The intracellular mechanism by which PP produce some of its effects on specific tissues affected by HFD-induced obesity has not yet been studied. The purpose of our study is to assess the effect of fresh PP pulp in the prevention of metabolic alterations associated with obesity in the liver and skeletal muscle in diet-induced obese mice. The results show that the PP pulp has a hepatoprotective effect, decreasing pro-inflammatory markers. PP also improves IR in skeletal muscle, favoring insulin-dependent glucose uptake, and reduces the lipoperoxidation level.

2. Materials and Methods

2.1. Animals

Weaned healthy males (C57/BL6, four weeks old, 20 ± 2 g) were obtained from the Public Health Institute, Santiago, Chile. All mice were housed in a temperature-controlled room with a 12 h:12 h light/dark cycle and were given access to their specific diet and water ad libitum. Thirty-two C57BL/6 male mice were randomly divided into four groups with equal numbers of animals (n = 8) and fed for 8 weeks: control diet (C; 10% fat, 20% protein, 70% carbohydrates, D12450B, Research Diets, New Brunswick, NJ, USA, n); C + PP (300 mg/kg/day for 8 weeks); HFD (60% fat, 20% protein 20% carbohydrates, D12492, Research Diets, New Brunswick, NJ, USA); or HFD + PP. A non-toxic PP dose of 300 mg/kg/day was chosen based on previous reports [21]. All animals were cared for according to the Ethics Committee of the Facultad de Química y Farmacia, Universidad de Chile (CBE 2017-10). At the end of the experimental period, mice were euthanized according to the protocol; tissues (hepatic and skeletal muscle) and blood samples were collected on the same day.

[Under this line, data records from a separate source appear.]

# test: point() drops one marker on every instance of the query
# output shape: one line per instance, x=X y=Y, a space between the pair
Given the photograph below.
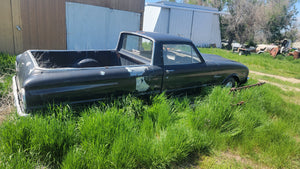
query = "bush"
x=162 y=133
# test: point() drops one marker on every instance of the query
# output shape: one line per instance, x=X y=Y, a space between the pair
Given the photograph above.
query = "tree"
x=259 y=20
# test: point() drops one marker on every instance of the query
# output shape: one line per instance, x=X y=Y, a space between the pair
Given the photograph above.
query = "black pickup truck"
x=142 y=63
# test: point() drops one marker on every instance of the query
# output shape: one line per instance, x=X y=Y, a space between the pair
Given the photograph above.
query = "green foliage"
x=160 y=133
x=281 y=65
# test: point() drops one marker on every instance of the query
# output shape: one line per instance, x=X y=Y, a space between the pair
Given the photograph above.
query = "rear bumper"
x=20 y=110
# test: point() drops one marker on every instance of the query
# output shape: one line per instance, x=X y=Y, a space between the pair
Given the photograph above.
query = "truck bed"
x=81 y=59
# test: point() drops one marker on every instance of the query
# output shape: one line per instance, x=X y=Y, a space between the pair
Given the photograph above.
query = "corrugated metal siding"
x=126 y=5
x=94 y=27
x=42 y=22
x=193 y=22
x=206 y=29
x=44 y=25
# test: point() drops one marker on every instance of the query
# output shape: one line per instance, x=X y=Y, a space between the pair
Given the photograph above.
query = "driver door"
x=184 y=68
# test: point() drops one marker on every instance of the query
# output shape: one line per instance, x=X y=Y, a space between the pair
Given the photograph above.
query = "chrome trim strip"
x=16 y=98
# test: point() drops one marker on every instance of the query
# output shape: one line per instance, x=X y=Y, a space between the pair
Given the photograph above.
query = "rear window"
x=138 y=46
x=179 y=54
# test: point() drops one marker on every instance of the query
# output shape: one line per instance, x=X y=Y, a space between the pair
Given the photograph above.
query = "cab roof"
x=160 y=37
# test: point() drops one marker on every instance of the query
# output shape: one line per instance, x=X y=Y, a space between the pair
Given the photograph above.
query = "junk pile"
x=283 y=47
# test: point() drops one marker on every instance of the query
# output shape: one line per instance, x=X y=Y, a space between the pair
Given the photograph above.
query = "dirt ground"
x=291 y=80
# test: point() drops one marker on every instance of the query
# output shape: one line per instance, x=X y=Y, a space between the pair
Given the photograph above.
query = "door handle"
x=169 y=71
x=18 y=28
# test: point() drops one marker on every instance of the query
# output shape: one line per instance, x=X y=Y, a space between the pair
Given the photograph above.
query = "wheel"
x=230 y=82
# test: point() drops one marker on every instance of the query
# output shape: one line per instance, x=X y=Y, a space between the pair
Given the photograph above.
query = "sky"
x=297 y=7
x=298 y=16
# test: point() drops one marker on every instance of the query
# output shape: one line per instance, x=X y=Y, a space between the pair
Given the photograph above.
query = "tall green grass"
x=7 y=69
x=163 y=132
x=284 y=66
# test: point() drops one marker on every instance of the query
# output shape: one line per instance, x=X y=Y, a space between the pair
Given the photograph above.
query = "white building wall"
x=180 y=23
x=94 y=27
x=201 y=27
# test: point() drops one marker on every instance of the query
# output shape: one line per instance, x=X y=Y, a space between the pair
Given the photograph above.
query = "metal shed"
x=66 y=24
x=198 y=23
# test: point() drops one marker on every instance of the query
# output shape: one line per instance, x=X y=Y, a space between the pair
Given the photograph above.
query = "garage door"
x=94 y=27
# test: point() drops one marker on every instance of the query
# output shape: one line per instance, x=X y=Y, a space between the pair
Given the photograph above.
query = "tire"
x=231 y=82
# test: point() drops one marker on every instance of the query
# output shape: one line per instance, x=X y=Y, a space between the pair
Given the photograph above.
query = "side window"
x=177 y=54
x=138 y=46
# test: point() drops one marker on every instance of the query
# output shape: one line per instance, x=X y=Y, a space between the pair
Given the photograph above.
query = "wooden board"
x=6 y=32
x=44 y=25
x=126 y=5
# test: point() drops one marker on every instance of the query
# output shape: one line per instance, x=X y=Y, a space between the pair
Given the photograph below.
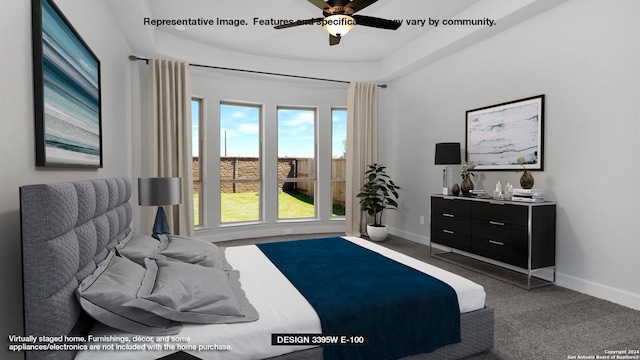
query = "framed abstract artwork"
x=507 y=136
x=68 y=121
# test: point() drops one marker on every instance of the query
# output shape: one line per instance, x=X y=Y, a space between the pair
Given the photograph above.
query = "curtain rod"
x=135 y=58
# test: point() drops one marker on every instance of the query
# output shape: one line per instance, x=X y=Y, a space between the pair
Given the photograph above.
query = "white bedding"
x=281 y=307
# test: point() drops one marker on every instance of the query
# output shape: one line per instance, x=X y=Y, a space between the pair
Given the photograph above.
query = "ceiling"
x=361 y=44
x=364 y=52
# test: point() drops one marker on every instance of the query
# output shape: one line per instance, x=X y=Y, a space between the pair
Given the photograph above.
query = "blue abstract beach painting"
x=71 y=94
x=499 y=136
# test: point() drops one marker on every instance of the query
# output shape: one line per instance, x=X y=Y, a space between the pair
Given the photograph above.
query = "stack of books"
x=528 y=195
x=479 y=193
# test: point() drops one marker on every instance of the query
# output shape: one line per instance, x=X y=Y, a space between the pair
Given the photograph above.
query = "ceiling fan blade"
x=357 y=5
x=298 y=23
x=377 y=22
x=334 y=40
x=320 y=4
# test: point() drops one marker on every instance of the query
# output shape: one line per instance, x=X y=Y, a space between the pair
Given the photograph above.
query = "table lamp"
x=158 y=192
x=447 y=154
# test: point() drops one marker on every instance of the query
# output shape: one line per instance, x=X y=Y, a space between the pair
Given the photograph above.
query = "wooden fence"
x=246 y=170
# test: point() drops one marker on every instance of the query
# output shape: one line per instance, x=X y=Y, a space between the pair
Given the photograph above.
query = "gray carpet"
x=545 y=323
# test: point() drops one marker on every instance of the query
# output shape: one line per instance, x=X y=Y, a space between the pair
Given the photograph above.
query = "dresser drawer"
x=450 y=206
x=502 y=252
x=500 y=212
x=512 y=235
x=452 y=222
x=451 y=238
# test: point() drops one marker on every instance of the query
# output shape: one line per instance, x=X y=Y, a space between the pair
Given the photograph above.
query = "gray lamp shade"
x=159 y=191
x=448 y=154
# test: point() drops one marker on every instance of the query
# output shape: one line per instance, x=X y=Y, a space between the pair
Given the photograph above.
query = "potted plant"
x=377 y=194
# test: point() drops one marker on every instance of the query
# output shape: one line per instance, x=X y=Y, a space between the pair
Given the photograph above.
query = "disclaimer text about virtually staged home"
x=431 y=22
x=19 y=343
x=109 y=343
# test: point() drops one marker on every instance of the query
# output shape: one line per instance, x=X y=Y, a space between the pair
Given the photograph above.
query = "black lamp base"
x=161 y=225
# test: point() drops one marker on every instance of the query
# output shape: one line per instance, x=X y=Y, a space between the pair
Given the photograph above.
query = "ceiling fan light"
x=338 y=25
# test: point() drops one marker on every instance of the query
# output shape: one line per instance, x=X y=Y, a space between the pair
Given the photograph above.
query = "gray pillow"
x=115 y=282
x=186 y=292
x=136 y=247
x=191 y=250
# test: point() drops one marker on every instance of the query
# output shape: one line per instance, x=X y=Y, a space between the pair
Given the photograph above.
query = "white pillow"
x=115 y=282
x=186 y=292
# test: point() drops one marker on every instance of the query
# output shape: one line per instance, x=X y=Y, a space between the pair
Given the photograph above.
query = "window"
x=338 y=161
x=240 y=163
x=296 y=163
x=198 y=161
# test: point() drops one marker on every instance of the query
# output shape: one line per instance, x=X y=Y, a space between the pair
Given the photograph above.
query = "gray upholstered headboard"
x=67 y=229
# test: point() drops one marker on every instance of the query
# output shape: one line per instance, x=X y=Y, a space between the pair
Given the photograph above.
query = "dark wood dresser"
x=520 y=234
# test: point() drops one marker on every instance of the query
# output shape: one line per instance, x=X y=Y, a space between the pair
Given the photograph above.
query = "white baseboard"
x=410 y=236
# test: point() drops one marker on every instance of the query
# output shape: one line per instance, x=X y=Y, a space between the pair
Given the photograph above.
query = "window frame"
x=314 y=178
x=260 y=166
x=200 y=222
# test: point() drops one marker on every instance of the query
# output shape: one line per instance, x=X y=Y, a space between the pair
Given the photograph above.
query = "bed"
x=69 y=229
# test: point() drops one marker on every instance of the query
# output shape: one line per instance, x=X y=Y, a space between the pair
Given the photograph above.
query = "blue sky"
x=240 y=131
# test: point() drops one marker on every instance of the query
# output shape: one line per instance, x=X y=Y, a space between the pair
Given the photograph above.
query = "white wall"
x=584 y=56
x=17 y=154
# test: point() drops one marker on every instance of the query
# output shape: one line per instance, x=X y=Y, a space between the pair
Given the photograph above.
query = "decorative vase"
x=526 y=180
x=455 y=190
x=377 y=233
x=466 y=186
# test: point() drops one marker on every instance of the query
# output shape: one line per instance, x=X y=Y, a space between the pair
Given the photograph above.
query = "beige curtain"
x=169 y=135
x=362 y=149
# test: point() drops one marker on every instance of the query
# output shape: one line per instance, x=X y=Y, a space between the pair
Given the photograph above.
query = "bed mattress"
x=281 y=307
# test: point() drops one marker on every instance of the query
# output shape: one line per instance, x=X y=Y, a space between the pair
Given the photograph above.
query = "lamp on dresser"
x=447 y=154
x=159 y=192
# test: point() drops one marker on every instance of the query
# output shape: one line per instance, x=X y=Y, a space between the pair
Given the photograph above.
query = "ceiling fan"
x=339 y=18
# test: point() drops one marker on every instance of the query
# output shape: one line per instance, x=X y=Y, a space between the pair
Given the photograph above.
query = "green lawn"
x=239 y=207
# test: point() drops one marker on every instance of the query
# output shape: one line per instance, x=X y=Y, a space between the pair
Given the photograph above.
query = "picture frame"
x=67 y=96
x=498 y=135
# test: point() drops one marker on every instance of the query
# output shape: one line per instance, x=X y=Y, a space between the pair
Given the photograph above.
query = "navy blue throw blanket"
x=358 y=291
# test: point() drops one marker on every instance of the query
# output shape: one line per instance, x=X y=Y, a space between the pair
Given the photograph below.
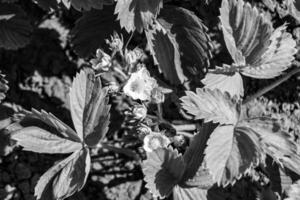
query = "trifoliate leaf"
x=276 y=143
x=65 y=178
x=211 y=105
x=294 y=192
x=137 y=14
x=87 y=5
x=179 y=35
x=253 y=44
x=180 y=193
x=14 y=27
x=231 y=83
x=91 y=30
x=277 y=57
x=39 y=140
x=89 y=107
x=163 y=170
x=3 y=86
x=230 y=153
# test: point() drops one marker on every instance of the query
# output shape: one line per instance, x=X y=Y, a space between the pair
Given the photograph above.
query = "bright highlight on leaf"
x=14 y=27
x=3 y=86
x=140 y=85
x=257 y=50
x=231 y=83
x=294 y=192
x=210 y=105
x=137 y=14
x=86 y=5
x=236 y=145
x=90 y=115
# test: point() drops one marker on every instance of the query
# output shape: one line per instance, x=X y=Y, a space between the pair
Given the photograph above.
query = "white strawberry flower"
x=154 y=141
x=102 y=61
x=140 y=85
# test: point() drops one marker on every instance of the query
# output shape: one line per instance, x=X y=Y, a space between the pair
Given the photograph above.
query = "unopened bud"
x=139 y=112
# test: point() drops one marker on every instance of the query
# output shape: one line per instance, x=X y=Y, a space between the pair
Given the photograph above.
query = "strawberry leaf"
x=163 y=170
x=277 y=57
x=91 y=29
x=165 y=51
x=14 y=27
x=39 y=140
x=294 y=192
x=89 y=107
x=180 y=193
x=230 y=153
x=64 y=178
x=87 y=5
x=179 y=35
x=252 y=42
x=54 y=122
x=3 y=86
x=279 y=176
x=211 y=105
x=294 y=9
x=196 y=174
x=227 y=82
x=276 y=143
x=137 y=14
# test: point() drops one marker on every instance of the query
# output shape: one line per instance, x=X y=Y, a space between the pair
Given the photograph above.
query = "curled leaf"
x=261 y=51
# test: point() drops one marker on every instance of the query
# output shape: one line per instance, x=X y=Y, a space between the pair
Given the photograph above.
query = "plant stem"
x=187 y=134
x=272 y=85
x=128 y=41
x=185 y=127
x=119 y=150
x=160 y=112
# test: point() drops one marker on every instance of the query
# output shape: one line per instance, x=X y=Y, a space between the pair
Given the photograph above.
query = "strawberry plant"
x=184 y=97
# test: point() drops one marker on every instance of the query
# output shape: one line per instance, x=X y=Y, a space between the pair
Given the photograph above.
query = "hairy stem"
x=272 y=85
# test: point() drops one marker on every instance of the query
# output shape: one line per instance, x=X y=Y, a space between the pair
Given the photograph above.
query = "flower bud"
x=154 y=141
x=139 y=112
x=102 y=61
x=116 y=42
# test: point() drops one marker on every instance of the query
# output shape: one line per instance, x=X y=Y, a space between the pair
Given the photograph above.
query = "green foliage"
x=15 y=28
x=90 y=114
x=174 y=79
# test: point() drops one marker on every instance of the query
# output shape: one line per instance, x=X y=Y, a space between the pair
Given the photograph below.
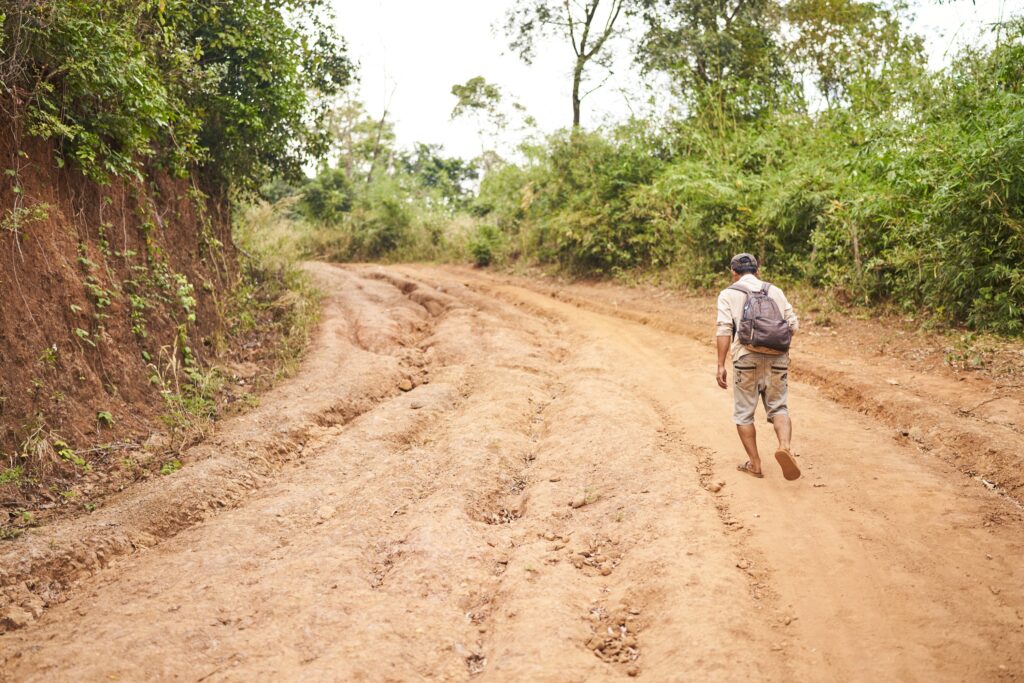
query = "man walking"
x=756 y=323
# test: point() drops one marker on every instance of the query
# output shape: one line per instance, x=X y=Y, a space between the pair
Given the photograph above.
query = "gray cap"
x=743 y=262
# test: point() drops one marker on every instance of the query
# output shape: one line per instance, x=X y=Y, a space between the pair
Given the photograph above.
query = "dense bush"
x=919 y=201
x=230 y=85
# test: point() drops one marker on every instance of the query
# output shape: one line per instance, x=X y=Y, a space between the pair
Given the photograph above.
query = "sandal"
x=788 y=465
x=747 y=468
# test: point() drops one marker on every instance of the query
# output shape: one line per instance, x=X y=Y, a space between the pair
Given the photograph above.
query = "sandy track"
x=428 y=535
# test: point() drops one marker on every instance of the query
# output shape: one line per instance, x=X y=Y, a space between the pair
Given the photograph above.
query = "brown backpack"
x=762 y=327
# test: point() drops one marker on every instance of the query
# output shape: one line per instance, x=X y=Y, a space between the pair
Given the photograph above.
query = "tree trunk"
x=577 y=80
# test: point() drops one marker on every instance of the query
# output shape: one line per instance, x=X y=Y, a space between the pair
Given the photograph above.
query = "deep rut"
x=485 y=482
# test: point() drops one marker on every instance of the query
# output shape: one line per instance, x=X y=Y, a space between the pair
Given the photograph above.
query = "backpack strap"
x=745 y=292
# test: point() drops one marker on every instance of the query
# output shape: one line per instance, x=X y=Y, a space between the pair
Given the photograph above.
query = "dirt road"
x=491 y=481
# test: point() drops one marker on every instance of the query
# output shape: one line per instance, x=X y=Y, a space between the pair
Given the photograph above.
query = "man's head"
x=742 y=264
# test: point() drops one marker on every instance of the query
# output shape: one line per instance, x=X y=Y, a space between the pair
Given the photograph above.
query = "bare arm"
x=723 y=344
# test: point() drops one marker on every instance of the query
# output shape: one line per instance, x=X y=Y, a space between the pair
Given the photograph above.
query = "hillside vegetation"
x=809 y=132
x=131 y=130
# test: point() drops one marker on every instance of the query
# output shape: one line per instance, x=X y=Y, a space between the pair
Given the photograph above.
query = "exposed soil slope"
x=473 y=478
x=103 y=287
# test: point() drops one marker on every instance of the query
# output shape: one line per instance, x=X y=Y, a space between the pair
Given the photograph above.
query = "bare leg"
x=749 y=435
x=783 y=430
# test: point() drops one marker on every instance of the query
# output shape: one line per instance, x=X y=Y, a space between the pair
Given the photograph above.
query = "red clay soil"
x=475 y=476
x=71 y=254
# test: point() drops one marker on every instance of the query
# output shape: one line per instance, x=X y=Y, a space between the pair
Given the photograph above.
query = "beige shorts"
x=760 y=375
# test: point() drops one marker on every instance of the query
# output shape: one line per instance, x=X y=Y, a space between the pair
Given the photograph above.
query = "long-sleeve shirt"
x=730 y=310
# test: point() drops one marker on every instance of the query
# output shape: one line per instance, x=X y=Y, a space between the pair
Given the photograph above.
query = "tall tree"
x=854 y=50
x=724 y=56
x=588 y=25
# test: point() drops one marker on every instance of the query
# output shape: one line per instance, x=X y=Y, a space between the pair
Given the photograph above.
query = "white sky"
x=412 y=51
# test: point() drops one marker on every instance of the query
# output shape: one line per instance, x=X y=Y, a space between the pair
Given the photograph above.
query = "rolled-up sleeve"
x=723 y=326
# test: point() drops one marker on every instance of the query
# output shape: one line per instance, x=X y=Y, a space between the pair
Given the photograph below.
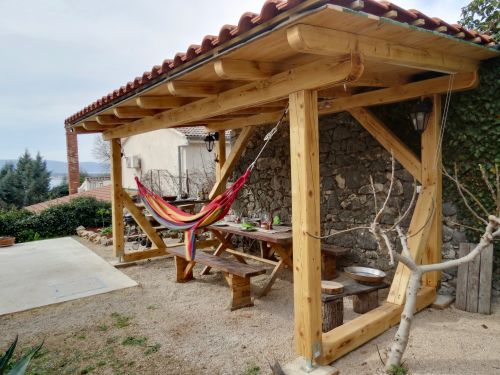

2.2. Fruits and Mice Supplementation

PP fruits were purchased from the local producer Hortifrut, Santiago, Chile. The samples were selected to provide a homogenous group, based on the date of harvest, color, size, and freshness according to visual analysis. While still fresh, the fruits were pressed with peel and seeds and homogenized in a blender to obtain pulp (Oster Xpert). Pulp was aliquoted and stored at −80 °C in 1 mL vials. One vial was unfrozen every day for oral animal supplementation, using oral gavage with a polyethylene tube (ADAMS, INC. New York, NY, USA) attached to a 1 cc syringe (Becton Dickinson, Franklin Lakes, NJ, USA).

2.3. Measurements of Serum Parameters

Serum was collected after blood centrifugation at 4000 g at 4 °C for 15 min and stored at −20 °C. Serum insulin concentrations were determined by a commercially available immunoassay specific for mice (Mercodia, Uppsala, Sweden). Biochemical parameters were measured by dry chemistry technology (SPOTCHEM™ EZ, Minneapolis, USA). The HOMA-IR (homeostasis model assessment of insulin resistance) was calculated as follows: HOMA-IR = [fasting glucose (mg/dL) × fasting insulin (µU/mL)]/405.

2.4. Intraperitoneal Glucose Tolerance Test (IpGTT)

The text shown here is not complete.